“Il vero contenuto di un quadro non è ciò che rappresenta, ma l’emozione che comunica” Lo scrive Melania G. Mazzucco nel suo “Il museo del mondo”, edito da Einaudi lo scorso anno. Lo scrive a proposito di Kandinskij, del suo passaggio dal figurativo all’astratto. Non è importante, quindi, capire ed analizzare ciò che vediamo in un opera d’arte per sapere esattamente cosa volesse dire l’autore, cosa fosse nella sua mente, cosa volesse così urgentemente comunicarci. O meglio, lo è, ma lo è per chi dell’arte vuole fare campo di studi, per gli storici, i critici.
Per tutti gli altri, per gli spettatori comuni, quello che conta innanzitutto è ciò che loro ci vedono, anzi, ciò che loro ci sentono. Perché l’arte, se è arte, conosce poche mediazioni, l’arte si fa sentire direttamente nella sfera emotiva, comunica emozioni o a volte semplicemente le risveglia.
Non necessariamente quindi l’emozione passa intonsa dall’artista allo spettatore, spesso anzi – e qui è il bello, il mistero dell’arte – le emozioni sono tante quanto gli occhi di chi guarda e il quadro non ha fatto altro che creare una superficie dalla quale queste emozioni potessero emergere e farsi conoscere.
Ma io la direi, questa cosa delle emozioni che sono “il” messaggio, anche a proposito dell’arte minore di fare poster cinematografici, quella che ogni giorno modestamente cerchiamo di fare da molti anni. E di fatto l’ho detto, molte e molte volte, anzi ogni volta che qualcuno mi ha chiesto quale funzione avesse il poster cinematografico, quale il suo valore ieri e quale oggi.

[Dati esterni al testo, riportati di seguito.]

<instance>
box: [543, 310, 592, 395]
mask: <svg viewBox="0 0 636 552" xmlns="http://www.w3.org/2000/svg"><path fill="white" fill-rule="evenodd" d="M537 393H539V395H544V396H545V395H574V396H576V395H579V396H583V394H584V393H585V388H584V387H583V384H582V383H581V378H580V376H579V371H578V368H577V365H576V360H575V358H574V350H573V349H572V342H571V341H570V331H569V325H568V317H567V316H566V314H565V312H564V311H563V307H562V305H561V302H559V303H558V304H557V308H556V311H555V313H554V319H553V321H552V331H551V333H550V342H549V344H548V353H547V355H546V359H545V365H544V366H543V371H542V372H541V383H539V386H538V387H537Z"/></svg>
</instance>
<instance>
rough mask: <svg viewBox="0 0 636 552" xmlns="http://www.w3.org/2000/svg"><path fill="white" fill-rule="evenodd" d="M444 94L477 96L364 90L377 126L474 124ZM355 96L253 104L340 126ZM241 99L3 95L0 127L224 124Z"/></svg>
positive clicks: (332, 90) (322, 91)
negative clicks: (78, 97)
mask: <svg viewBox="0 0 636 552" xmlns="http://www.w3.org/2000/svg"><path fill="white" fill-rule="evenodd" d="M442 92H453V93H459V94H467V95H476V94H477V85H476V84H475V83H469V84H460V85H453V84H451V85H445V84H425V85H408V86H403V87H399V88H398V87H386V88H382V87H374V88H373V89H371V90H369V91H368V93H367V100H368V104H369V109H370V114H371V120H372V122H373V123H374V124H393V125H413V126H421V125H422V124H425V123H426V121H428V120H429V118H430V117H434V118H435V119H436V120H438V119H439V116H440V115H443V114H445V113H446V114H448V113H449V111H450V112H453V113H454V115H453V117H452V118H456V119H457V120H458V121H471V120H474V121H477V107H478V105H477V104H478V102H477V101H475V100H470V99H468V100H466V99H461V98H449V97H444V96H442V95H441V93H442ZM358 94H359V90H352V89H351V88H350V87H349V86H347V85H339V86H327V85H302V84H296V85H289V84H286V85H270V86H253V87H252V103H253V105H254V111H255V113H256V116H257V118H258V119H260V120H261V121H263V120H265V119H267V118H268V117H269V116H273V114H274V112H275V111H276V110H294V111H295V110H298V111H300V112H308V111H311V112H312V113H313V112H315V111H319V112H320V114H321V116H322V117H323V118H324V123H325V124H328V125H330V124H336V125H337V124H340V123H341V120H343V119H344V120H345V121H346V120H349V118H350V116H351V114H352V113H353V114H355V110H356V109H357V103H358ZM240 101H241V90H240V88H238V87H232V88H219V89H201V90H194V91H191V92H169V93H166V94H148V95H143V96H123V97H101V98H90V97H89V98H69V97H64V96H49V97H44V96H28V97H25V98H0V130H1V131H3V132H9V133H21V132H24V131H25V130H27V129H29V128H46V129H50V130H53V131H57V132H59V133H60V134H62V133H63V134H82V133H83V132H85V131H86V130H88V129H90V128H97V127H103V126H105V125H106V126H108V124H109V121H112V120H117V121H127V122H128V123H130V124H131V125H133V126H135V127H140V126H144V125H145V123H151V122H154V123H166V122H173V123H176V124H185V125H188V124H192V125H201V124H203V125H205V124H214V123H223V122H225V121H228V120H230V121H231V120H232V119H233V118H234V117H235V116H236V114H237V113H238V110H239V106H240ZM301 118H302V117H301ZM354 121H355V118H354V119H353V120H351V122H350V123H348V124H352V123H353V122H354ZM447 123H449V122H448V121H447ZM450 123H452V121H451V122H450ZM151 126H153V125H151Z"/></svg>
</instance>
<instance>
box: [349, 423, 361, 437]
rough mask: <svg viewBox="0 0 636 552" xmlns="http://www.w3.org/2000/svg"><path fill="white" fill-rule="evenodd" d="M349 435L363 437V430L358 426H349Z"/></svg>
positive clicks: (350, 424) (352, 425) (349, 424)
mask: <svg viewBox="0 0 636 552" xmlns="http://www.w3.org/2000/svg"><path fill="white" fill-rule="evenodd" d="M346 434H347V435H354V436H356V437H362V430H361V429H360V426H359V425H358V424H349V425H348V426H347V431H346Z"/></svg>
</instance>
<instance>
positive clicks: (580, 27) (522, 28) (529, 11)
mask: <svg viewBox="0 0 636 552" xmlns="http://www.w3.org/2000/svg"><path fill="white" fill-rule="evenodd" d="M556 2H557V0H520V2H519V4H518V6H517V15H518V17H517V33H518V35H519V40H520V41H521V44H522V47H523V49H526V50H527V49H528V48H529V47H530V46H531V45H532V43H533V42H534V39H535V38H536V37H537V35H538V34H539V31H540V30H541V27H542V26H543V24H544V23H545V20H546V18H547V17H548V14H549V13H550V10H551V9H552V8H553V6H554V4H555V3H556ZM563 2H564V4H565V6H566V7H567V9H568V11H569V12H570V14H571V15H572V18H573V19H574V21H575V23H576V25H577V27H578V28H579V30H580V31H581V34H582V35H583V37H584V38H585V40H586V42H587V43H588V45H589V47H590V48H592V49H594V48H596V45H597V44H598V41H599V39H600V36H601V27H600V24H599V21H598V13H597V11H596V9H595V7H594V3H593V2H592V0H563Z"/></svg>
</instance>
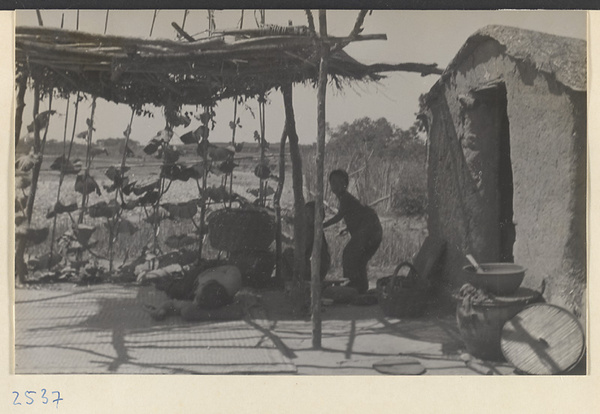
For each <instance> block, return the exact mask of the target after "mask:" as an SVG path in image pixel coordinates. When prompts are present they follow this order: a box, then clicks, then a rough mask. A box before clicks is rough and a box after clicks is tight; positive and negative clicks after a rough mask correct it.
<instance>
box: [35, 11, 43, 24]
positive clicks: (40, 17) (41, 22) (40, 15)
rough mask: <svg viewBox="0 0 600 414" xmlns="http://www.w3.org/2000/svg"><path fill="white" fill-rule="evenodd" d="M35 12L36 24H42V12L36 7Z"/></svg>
mask: <svg viewBox="0 0 600 414" xmlns="http://www.w3.org/2000/svg"><path fill="white" fill-rule="evenodd" d="M35 14H36V15H37V17H38V24H39V25H40V26H43V25H44V20H42V13H41V12H40V10H39V9H37V10H36V11H35Z"/></svg>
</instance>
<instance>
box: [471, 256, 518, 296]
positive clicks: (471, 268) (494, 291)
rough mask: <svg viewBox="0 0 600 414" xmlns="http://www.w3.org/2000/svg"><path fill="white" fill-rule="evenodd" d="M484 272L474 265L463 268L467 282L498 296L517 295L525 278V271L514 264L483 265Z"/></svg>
mask: <svg viewBox="0 0 600 414" xmlns="http://www.w3.org/2000/svg"><path fill="white" fill-rule="evenodd" d="M480 266H481V268H482V269H483V272H477V271H476V270H475V268H474V267H473V266H472V265H468V266H465V267H463V273H464V276H465V279H466V282H468V283H470V284H472V285H473V286H475V287H477V288H481V289H483V290H486V291H487V292H490V293H492V294H494V295H498V296H507V295H511V294H513V293H515V292H516V291H517V289H519V286H521V283H522V282H523V278H524V277H525V271H526V270H527V269H525V268H524V267H523V266H519V265H517V264H514V263H481V264H480Z"/></svg>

Perché nel settore lo si chiede continuamente, in che modo un manifesto contribuisce alle fortune (o sfortune) di un film, qual è il suo specifico, la sua funzione. E questa funzione è ovviamente cambiata negli anni, da quando il manifesto era il punto centrale della comunicazione, quando trailer e spot tv erano ancora di là da venire per arrivare ad un oggi in cui la comunicazione è parcellizzata tra web, tv, trailer, radio, campagne affissioni, digital pr e molto altro ancora.
Ma un aspetto non è cambiato affatto, ed è proprio quello di cui stiamo parlando. Il poster, sia quando è il primo impatto che si ha con un film in uscita, sia quando lo si incrocia sul web o in sala dopo aver visto già trailer, pillole e anticipazioni varie, ti dice una cosa netta e chiara: tu ti sentirai così, guardando questo film, proverai proprio questa stessa emozione che la vista del poster, anche se in forma labile e fuggevole, ti sta dando. Il poster, quindi, è un promemoria emozionale, è la parolina magica che nutre le aspettative emotive o le rievoca a posteriori in un a sorta di effetto madeleine.
O almeno dovrebbe. A meno che non si perda nel desiderio di dire troppo del film, di descrivere invece di evocare, di raccontare invece di suggerire.